A little less than a decade ago, O’Connor began writing this memoir, getting as far as the SNL affair before an emergency hysterectomy prompted a series of nervous breakdowns that wiped her memory clean. She resumed the book about two years ago, in what she says is a different voice although it’s quite recognizably her. She picks up after her international shaming, when she returns to Dublin to study the intensely personal form of classical singing called bel canto. This has her begin singing in her natural accent, embracing the unfettered soul singing of Irish sean-nós that had already been in her vocal signature.
She begins writing frank, personal songs about family members past and present, making a turn into therapeutic chamber-folk that’s as much a middle finger to rock expectations as her Grammy-snubbing, Pope-shredding was to stardom. She appears as the Virgin Mary in Neil Jordan’s killer film, The Butcher Boy. She has flings with Peter Gabriel, dubmaster Robbie Shakespeare, along with the four fathers of her four children, plus the three other men she married, and an impressive roster of supporting characters. She attempts suicide on her 33rd birthday.

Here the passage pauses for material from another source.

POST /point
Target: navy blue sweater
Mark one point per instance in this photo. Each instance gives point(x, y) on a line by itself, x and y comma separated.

That’s the maddening thing about Rememberings: how strong, resourceful, and fuck-what-you-think its author’s actions often seem, yet how fragile she sounds relating them, how deeply the wounds cut. This is a memoir by someone who says she’s lost her memory. Its main consistency may be in its depth of feeling, which often feels transliterated from music itself. Yes, she writes, she really is crying in her arresting video for “Nothing Compares 2 You.” But she often cries while singing, whether it’s a folk ballad or showtune. “Some songs, you just even think about them, you cry,” she writes. “Like ‘America the Beautiful.’” She gives an absolutely convincing account of a visitation she had at five, cozying up to her grandma’s piano and whispering, “Why do you sound sad?” and hearing “Because I’m haunted.”
It’s clear we miss half the story if we’ve never heard the 54-year-old sing. Her front-page dedication includes “Qui cantat, bis orat”: “Who sings well prays twice.” That almost genetic musical spirituality runs throughout, aligning superficial incongruities like her rejection of Roman Catholicism’s patriarchy and devotion to Jesus Christ, the Holy Spirit, and the dozen-odd priests and nuns who’ve helped her out. But even those who haven’t heard her will find a uniquely sharp, insightful, and funny book in Rememberings, which is clearly written in her hand, and gives a wealth of the specific insane experiences no author can ever invent. An epic failed attempt by a grade-school nun to give O’Connor’s class a chalkboard-illustrated sex-ed class; a post-scandal Chelsea Hotel hideout where she drops acid with a late-stage Dee Dee Ramone; getting force-fed soup by Prince in a private audience/kidnapping that ends with her escaping by foot to hitchhike back to Los Feliz. And you’ll find no other book with a sentence like this: “After I actually leave Jon Bon Jovi, I go up the road to see Dónal Lunny and we end up making love, and I conceive my third child.”
Without trying, Rememberings forces you past contradictions like “tough yet tender,” “strong yet fragile,” and other mental clichés that male journalists, or maybe males, often fall into with powerful female artists.
It’s good to read, a few months ago in The New York Times, that O’Connor had settled into a remote Irish cottage and had a tight crew of single ladies from the hood. “We bury bodies for each other,” she said of her friends. But I’m sure her piano is still haunted and won’t let her be silent long. That’s the strongest pull of this exceptional memoir, its sense of a powerful, everyday truth about creative humans, a truth only found in the accumulated details of one human’s unreproducible life.